Go to Settings → Webhooks → Add Webhook. Supported targets:

  • Microsoft Teams — paste an Incoming Webhook URL from your Teams channel connector
  • Slack — paste a Slack Incoming Webhook URL
  • Discord — paste a channel webhook URL (Server Settings → Integrations → Webhooks)
  • PagerDuty — paste your PagerDuty Events API v2 integration key
  • Generic HTTP — any URL; payload is JSON with all expiring items. Optionally configure an HMAC secret for signature verification.

Webhooks fire on each scheduled check. The payload includes tenant name, check timestamp, and the full list of expiring/expired items with their severity.

Users & Access

Roles

  • Admin — full access: manage tenants, users, webhooks, notifications, billing, and settings
  • Viewer — read-only access to the Dashboard and History; cannot modify any settings

Inviting users

Go to Settings → Users → Invite User. Enter their email and choose a role. They'll receive an invitation email with a link to set up their account and TOTP.

Viewer tenant restrictions

By default, viewers can see all tenants in your organisation. You can restrict a viewer to specific tenants under Settings → Users → Edit. This is useful for MSPs sharing a Certy account across multiple clients.

Multi-factor authentication

MFA is mandatory for all password-based accounts. During signup or first login you'll be prompted to scan a QR code with your authenticator app (Google Authenticator, Authy, 1Password, etc.).
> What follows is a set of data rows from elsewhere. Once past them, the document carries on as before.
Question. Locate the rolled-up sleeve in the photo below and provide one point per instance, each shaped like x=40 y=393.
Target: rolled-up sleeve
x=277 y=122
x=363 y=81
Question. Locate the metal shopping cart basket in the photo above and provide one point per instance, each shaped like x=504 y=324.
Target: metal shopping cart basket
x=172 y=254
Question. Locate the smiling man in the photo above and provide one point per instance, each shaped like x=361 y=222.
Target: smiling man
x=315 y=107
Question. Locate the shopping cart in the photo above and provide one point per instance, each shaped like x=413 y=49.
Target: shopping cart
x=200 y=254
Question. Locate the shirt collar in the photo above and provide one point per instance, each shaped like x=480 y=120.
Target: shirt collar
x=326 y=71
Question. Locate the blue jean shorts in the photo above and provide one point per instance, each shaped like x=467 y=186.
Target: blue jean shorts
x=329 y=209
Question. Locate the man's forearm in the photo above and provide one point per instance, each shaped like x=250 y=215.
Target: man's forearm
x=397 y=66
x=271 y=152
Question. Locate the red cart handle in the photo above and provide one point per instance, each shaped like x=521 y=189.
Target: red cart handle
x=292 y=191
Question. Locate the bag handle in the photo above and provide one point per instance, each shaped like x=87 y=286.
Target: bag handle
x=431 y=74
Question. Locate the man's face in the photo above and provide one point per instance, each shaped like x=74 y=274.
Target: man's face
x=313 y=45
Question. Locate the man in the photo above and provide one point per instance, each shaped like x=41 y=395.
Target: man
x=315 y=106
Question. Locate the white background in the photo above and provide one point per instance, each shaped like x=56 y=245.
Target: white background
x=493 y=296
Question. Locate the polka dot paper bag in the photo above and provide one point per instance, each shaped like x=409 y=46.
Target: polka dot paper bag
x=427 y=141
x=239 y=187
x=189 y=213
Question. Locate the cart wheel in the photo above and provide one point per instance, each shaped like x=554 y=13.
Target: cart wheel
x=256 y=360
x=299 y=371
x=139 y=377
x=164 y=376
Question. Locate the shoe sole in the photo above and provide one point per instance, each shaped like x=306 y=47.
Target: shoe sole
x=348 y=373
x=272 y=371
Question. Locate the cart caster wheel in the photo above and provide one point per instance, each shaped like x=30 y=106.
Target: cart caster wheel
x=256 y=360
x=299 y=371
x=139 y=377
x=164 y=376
This cannot be disabled.

If a user loses access to their authenticator, an org admin can reset their MFA enrollment under Settings → Users → Reset 2FA. The user will re-enroll on their next login.

API Access Business

The Certy REST API lets you integrate monitoring results into your own tools and dashboards. API access requires a Business plan.

Creating an API key

  1. Go to Settings → API Keys → Create Key.
  2. Give the key a name (e.g. "Grafana integration"). The full key value is shown once — copy it now.
  3. Use the key in the X-API-Key request header.

Authentication

GET /api/v1/results
X-API-Key: acm_your_key_here

Key endpoints

  • GET /api/v1/results — all current expiring items across all tenants
  • GET /api/v1/tenants — list of your configured tenants and their last-check status

Full API reference is available at /api-docs (Swagger UI).
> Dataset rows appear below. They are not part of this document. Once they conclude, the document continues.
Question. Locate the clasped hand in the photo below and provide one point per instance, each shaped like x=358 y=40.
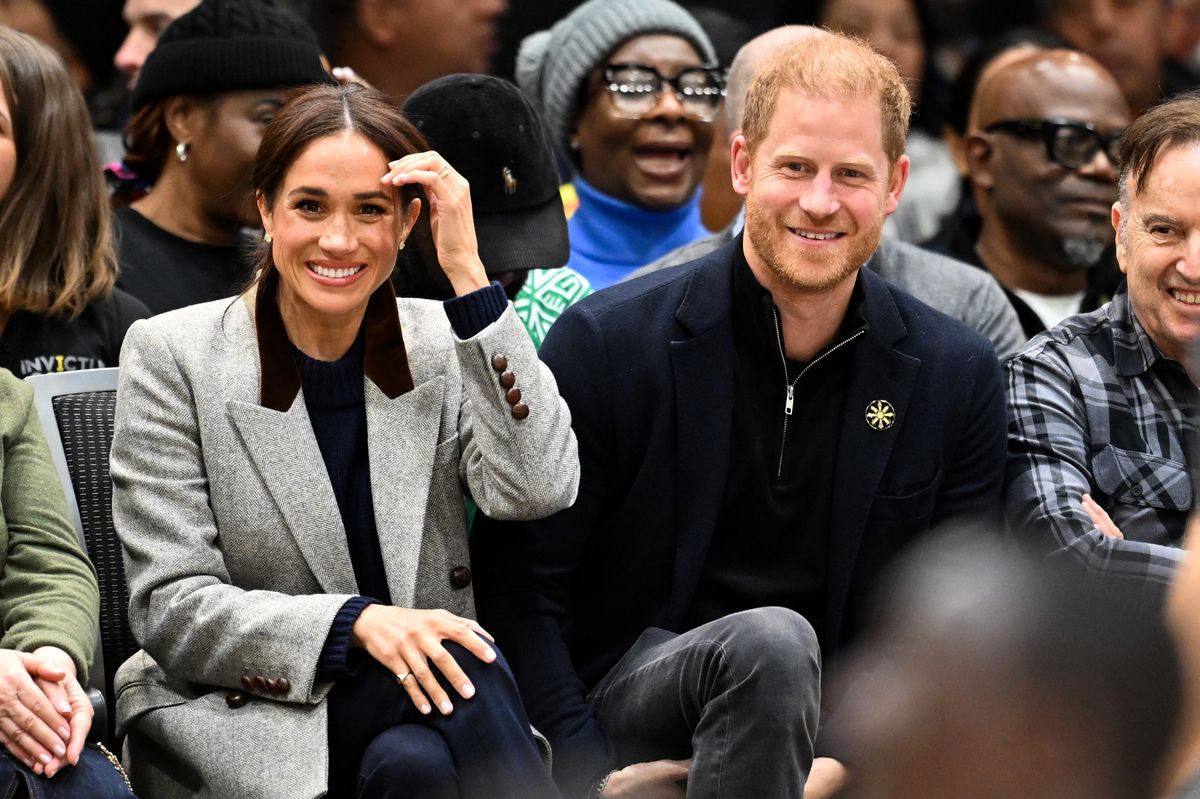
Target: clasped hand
x=450 y=216
x=45 y=713
x=408 y=641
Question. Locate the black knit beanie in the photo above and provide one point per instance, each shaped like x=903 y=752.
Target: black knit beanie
x=229 y=46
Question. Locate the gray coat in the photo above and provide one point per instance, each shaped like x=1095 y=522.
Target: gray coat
x=235 y=552
x=957 y=289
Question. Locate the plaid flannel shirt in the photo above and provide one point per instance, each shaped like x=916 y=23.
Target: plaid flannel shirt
x=1095 y=407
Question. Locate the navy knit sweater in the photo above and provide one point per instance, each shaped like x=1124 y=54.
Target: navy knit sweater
x=334 y=396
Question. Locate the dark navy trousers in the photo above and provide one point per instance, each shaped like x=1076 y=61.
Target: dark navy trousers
x=381 y=746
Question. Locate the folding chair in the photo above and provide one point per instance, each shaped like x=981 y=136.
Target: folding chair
x=76 y=410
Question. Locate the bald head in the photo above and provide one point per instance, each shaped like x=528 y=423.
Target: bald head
x=748 y=60
x=1045 y=84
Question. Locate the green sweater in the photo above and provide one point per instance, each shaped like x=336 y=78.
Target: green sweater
x=48 y=594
ℹ️ API results respect the same tenant access rules as the UI — a key owned by a viewer with restricted tenants will only return data for those tenants.

Plans & Billing

FeaturePro — $19/moBusiness — $49/mo
Azure tenants5Unlimited
Users5Unlimited
Check frequencyDailyHourly
Webhooks & email alerts
History & CSV export
REST API access

Trial

All new accounts start with a 14-day free trial on the Pro plan. No credit card required. At the end of your trial you'll be prompted to subscribe to continue.

Upgrading

Go to Settings → Billing → Upgrade to Business to switch plans instantly. Billing is prorated.

Cancellation

You can cancel at any time from Settings → Billing. Access continues until the end of your current billing period.